Despite a spirited lobbying effort by the Burglar and Fire Alarm Association of Michigan (BFAAM) and others, the state’s licensing standards have been upended following the signing into law of two bills that created the Security Alarm Systems Act.
As I reported in the December issue, Michigan Senate Bill 1291 and SB 1292 had been vehemently opposed by security industry stakeholders, who argued the legislation would remove consumer protection aspects of an existing statute that regulated the electronic security industry and protected consumers from criminal activity within it.
Joining in opposition to the legislation, which was heavily supported by AT&T, was the Electronic Security Association (ESA), law enforcement and Michigan’s Department of Licensing and Regulation. Petitioning state lawmakers ended when the two bills were signed into law Jan. 2. However, state licensing battles are gearing up to be waged elsewhere across the nation where AT&T and other telecoms are spearheading similar lobbying efforts. In a nutshell, AT&T desires to establish a separate set of licensing requirements for installing IP-enabled security systems.
“Many safeguards were lost when these bills were signed into law, including effective and comprehensive criminal background checks, competency and qualification requirements, and provisions regarding uniform requirements, company name restrictions and advertising criteria,” John Chwat, ESA’s director of government relations, told me this week.

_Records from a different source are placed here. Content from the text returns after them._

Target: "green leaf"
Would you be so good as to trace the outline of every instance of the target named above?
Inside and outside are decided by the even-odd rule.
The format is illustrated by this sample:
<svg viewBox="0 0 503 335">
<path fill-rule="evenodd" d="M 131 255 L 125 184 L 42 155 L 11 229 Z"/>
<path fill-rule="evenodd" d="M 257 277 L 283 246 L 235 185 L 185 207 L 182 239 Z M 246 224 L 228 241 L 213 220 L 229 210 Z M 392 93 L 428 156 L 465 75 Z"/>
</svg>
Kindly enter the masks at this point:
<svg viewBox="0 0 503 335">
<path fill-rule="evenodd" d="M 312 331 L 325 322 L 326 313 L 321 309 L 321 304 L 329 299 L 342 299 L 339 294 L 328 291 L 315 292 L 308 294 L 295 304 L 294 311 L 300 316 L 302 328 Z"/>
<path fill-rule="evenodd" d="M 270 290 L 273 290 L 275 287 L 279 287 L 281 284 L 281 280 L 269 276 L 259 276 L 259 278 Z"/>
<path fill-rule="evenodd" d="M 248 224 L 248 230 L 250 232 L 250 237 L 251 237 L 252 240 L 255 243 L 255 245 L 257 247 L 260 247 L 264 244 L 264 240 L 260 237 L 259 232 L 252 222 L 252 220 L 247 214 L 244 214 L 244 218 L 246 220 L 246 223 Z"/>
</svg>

Chwat explained while this is not a comprehensive list of revisions to Michigan’s previous law, it does give a brief overview of the areas the new legislation will influence. “We believe that all states should be aware that AT&T intends to move into other states and to be on alert for this new legislation. ESA will continue to work with members and chapters to monitor the progression of this legislation in other states.”